At the start of December temporary signs were placed around the city centre and all the approach roads to Coppergate to advise drivers that the Coppergate Traffic Regulation Order (TRO) will come into force on 9 January. In addition to the advance warning signs permanent street name signs and advance information signs have been put in place. Enforcement will be by Automatic Number Plate Recognition (ANPR) cameras.
Traffic restrictions have been in place on Coppergate since the 1960s. The council’s Executive has approved the reintroduction of ANPR cameras to enforce the restrictions. The TRO provides the details of the restrictions to be in place every day from 8am and 6pm.

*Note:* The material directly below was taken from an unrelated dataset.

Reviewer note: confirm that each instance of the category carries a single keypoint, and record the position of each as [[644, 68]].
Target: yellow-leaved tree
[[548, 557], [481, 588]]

Within the 8am to 6pm period the restrictions for motor vehicles will be:
· 8am to 10am buses and permit holders (inc. taxis and private hire vehicles) only
· 10am to 4pm buses, permit holders (inc. taxis and private hire vehicles) and loading/unloading only
· 4pm to 6pm buses and permit holders (inc. taxis and private hire vehicles) only
The reinstatement of the revised TRO was agreed by City of York Council’s Executive on Thursday 13 October 2016. The scheme is fully compliant with the new 2016 Traffic Signs Regulations and General Directions that came into force in April 2016”.
For more information about the restrictions, signage and ANPR enforcement visit www.york.gov.uk/coppergate
For more information about travelling in and around York visit www.itravelyork.info
How it went last time they switched on the cameras. Many of those fined were tourists who did not understand the restrictions
New traffic lights
Traffic lights will be modernised
Potentially less controversial is a programme which will see traffic light installations modernised across the City.

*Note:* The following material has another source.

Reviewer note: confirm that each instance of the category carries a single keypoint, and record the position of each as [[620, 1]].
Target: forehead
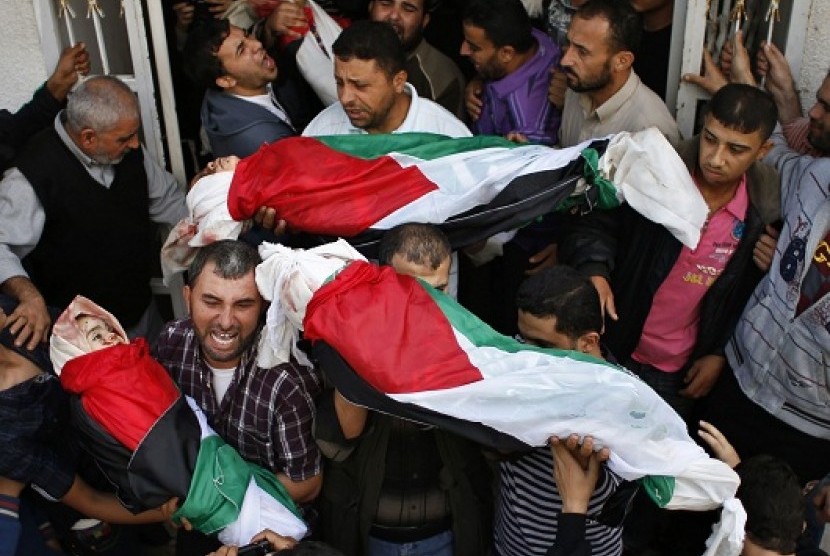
[[476, 35], [228, 46], [423, 271], [726, 134], [542, 328], [417, 4], [210, 283], [591, 33], [355, 69]]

Ageing traffic signals on key city centre junctions including George Hudson Street/Micklegate and Skeldergate/Micklegate/North Street are set for a complete overhaul – as part of the largest scheme the city has seen in over 20-years.

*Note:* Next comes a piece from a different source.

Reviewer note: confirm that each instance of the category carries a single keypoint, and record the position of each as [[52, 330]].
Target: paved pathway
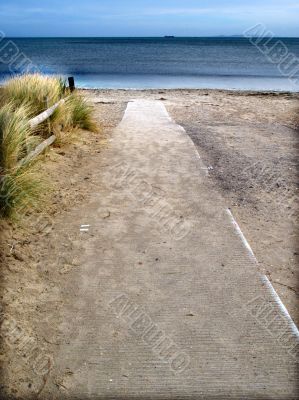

Cllr Ian Gillies, executive member of transport and planning, said: “We’ve listened to residents and recognise that our traffic signals are not as reliable as they could be. Investing now will help to bring our systems into the 21st century, saving vital time spent otherwise on repairs and maintenance and more importantly saving money from the public purse.
“By investing in the basics now, it will help to keep York’s roads moving, improving journey reliability and the overall driving and commuter experience in York for future years.”
The last major overhaul of York’s traffic signals was in the mid 1990s with the introduction of the city’s new Urban Traffic Control system (UTC), which controls the city’s transport network.
Over the years, the priority has been to repair immediate maintenance issues, to ensure that the safety and general reliability of the city’s signals requirements are met.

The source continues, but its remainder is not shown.